Kinkade categorically denies any sinister function of the Mysterious Letter N. The N exists, he claims, as a tribute to his wife, Nannette.


—Tell me about your fascination with Snow White.

— I told you: I’m not!

—Then why are here?

—Are you supposed to be my shrink?

I wait, this time the hallucination lingers, not falling for the same trick as before. It was like a self-improving virus, eventually the antibiotics stopped working. I employ another tack:

—The Black Civil Rights mantra “I am Black and Beautiful” is a latter day translation of the Bible’s  Song of Solomon, where his love interest, the Shulamite states: “I am dark, but comely”.

There is no response, a strong sensation hits my nose: ammonia.

I am lying in a stinking crevice of darkness, a blackhole. Far off are the unattainable swirls of light ominous light curtain, hiding in their folds the Mysterious Letter N.

I recall  Anselm Kiefer’s painting, Shulamite a vast holocaust memorial  of dark oven bricks and gold straws like golden hairs like goldilocks… Dark brooding with glimmers of salvation lodged in speckles of paint.  HEY! The psycho therapist(?) interrupts my train of thought–Hey! You’re losing the picture. This is KINKADIA. Ditch the Shulamite.

All of this spelled out in smoke.


In the Book of Esther, in the Old Testament, the Hebrews are is saved from a holocaust thanks to the interventions of a former beauty queen turned wife and concubine of the ruler. With all the near-death swipes and misses and the miraculous denouement, not once is God mentioned in this book. Or so it seems. The letters YHWH are not readily apparent, unless one reads the Hebrew verses like an acrostic—diagonally, with the first letter of each line— then the hidden name of G_d appears. It would seem Thomas Kinkade had something similar in mind with his work: N is for Nanette, but also for Netherworld, Nothingness and No.

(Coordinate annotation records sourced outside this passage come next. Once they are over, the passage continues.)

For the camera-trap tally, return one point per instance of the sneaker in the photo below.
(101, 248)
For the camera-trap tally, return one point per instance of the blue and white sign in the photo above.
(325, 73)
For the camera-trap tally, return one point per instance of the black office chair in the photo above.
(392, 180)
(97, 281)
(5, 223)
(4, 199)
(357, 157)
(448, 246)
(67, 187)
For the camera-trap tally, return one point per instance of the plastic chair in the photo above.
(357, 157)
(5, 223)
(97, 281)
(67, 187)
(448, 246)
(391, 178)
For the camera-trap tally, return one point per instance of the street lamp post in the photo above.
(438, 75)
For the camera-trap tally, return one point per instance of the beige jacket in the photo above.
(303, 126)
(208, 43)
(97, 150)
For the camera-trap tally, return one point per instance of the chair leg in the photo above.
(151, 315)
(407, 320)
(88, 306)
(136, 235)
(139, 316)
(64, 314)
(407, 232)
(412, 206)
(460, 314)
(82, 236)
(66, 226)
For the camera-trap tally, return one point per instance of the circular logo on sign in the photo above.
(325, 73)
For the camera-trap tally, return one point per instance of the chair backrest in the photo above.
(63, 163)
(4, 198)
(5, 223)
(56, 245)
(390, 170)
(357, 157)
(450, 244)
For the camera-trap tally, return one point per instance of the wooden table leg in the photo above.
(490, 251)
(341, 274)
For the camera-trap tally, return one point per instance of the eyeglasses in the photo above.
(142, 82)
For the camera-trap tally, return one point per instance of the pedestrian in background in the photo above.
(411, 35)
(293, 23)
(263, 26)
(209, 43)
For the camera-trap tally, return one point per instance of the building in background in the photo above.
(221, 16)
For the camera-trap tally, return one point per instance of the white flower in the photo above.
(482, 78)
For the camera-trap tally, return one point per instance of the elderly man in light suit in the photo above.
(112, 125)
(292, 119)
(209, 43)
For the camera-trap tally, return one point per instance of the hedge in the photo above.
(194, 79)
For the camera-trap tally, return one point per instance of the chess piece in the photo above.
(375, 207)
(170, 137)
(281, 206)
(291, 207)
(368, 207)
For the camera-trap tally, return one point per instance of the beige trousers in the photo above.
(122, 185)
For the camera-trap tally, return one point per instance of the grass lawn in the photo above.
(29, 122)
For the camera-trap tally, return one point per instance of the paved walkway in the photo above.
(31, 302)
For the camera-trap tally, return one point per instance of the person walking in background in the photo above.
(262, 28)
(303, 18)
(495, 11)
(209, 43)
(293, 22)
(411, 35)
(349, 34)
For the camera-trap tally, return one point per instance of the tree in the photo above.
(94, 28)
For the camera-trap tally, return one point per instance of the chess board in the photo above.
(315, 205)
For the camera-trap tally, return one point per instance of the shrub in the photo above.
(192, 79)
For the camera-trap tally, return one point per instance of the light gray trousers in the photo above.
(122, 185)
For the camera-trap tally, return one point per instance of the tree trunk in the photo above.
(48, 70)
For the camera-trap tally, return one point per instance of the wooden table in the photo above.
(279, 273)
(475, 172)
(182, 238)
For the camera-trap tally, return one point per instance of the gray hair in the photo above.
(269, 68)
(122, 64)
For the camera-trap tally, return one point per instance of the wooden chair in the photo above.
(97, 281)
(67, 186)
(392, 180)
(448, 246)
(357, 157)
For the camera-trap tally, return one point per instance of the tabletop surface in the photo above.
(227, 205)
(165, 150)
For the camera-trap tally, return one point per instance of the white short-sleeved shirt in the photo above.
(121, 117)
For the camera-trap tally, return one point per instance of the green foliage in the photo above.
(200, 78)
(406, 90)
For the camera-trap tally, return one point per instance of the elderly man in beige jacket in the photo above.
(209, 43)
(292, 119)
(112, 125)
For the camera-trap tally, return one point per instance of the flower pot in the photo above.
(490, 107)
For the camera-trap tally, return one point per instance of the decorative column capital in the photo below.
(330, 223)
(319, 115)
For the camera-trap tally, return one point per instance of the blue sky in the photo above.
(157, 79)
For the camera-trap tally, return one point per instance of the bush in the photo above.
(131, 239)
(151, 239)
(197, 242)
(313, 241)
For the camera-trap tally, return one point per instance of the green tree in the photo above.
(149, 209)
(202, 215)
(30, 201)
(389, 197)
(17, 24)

The darkness  pixilates, fluctuates.

Blink and N is for NASTY. Why can’t it be for NICE?

I understand immediately the meaning of painting light: darkness is required, and things or people to shove into it. Sensory assault: cinnamon cookies baking in the oven; the Shulamite baking in the oven; the hidden name of K_NK_D hanging over head; shock ammonia wafting above. A rough patch. How many hours, years, aeons till the NIGHTMARE ends.

N is for so many things, sit here with me and we will reverse its mysteries.